As travestis, por sua vez, são mulheres trans que preferem ser chamadas dessa maneira por motivos políticos, de resistência. "Ao me apresentar como travesti quero demarcar a luta histórica que as travestis travaram durante muito tempo. A palavra traz consigo resistência, luta e ação", disse a Universa a vereadora Érika Hilton (PSOL-SP), primeira travesti eleita para a Câmara Municipal de São Paulo.
Q: queer
O termo em inglês, que pode ser traduzido como "estranho", é usado para designar as pessoas que não se identificam como sendo 100% homem ou 100% mulher, mas se veem como sendo de um terceiro gênero, fluido/andrógino, com característica masculinas e femininas. A pessoa queer também não vê sua orientação sexual definida como hetero ou homossexual. "O queer envolve sujeitos que não correspondem à heteronormatividade, seja pela sua orientação sexual, identidade de gênero, atração emocional ou pela sua expressão de gênero", explica a professora Bruna Irineu, da UFMT (Universidade Federal de Mato Grosso) e presidente da ABEH (Associação Brasileira de Estudos da Homocultura).
I: intersexo
A intersexualidade descreve as pessoas que podem nascer com genitais correspondentes a um sexo, mas ter o sistema reprodutivo e os hormônios do outro. Ou podem apresentar uma anatomia sexual que não é nem masculina nem feminina — o que leva alguns intersexos a fazer a cirurgia de redesignação sexual. No passado, essas pessoas eram chamadas erroneamente de hermafroditas, termo que não é mais socialmente aceito. Segundo o Manual de Comunicação LGBTI, ainda é comum a prescrição de terapia hormonal e a realização de cirurgias destinadas a adequar a aparência e a funcionalidade da genitália, muitas vezes antes dos dois anos de idade — essa definição de gênero tão cedo essa definição de gênero tão cedo muitas vezes é rejeitada na vida adulta.
A: assexual
Os assexuais são as pessoas que não sentem atração sexual, seja pelo sexo oposto ou pelo mesmo sexo — o que não significa que não possam desenvolver sentimentos amorosos e afetivos por outras pessoas.

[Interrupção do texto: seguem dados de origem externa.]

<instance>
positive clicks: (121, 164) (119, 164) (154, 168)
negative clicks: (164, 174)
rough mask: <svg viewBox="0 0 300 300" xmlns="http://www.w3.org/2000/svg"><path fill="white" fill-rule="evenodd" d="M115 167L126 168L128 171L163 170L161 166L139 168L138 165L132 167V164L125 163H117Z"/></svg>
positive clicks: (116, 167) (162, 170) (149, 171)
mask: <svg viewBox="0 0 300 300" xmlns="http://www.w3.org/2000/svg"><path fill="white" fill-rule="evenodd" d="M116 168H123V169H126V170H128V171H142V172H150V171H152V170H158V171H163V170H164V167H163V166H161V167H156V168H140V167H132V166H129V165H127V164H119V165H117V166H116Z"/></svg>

+: demais orientações sexuais e identidades de gênero
"Todas as vezes que fazemos tentativas de encaixar, enquadrar e resumir identidades, corremos o risco de ser injustos. A gente vai agregando ao longo da história, mas não consegue abarcar todas as subjetividades", ressalta Bruna Irineu. Por isso, a sigla ganha um símbolo de soma no final, como uma tentativa de incluir demais variações de orientação sexual e identidade de gênero que não estão representadas nas primeiras letras. Uma delas é a pansexualidade, orientação sexual que rejeita a noção de dois gêneros, o que significa que podem desenvolver atração física, amor e desejo sexual por outras pessoas independentemente de sua identidade de gênero ou sexo biológico.
*Este texto reúne informações de reportagens publicadas anteriormente em Universa, como "Entenda o que significa cada uma das letras da bandeira da luta LGBTQIA+", de junho de 2020, e "Resistência e identidade: por que elas preferem ser chamadas de travestis", de abril de 2021.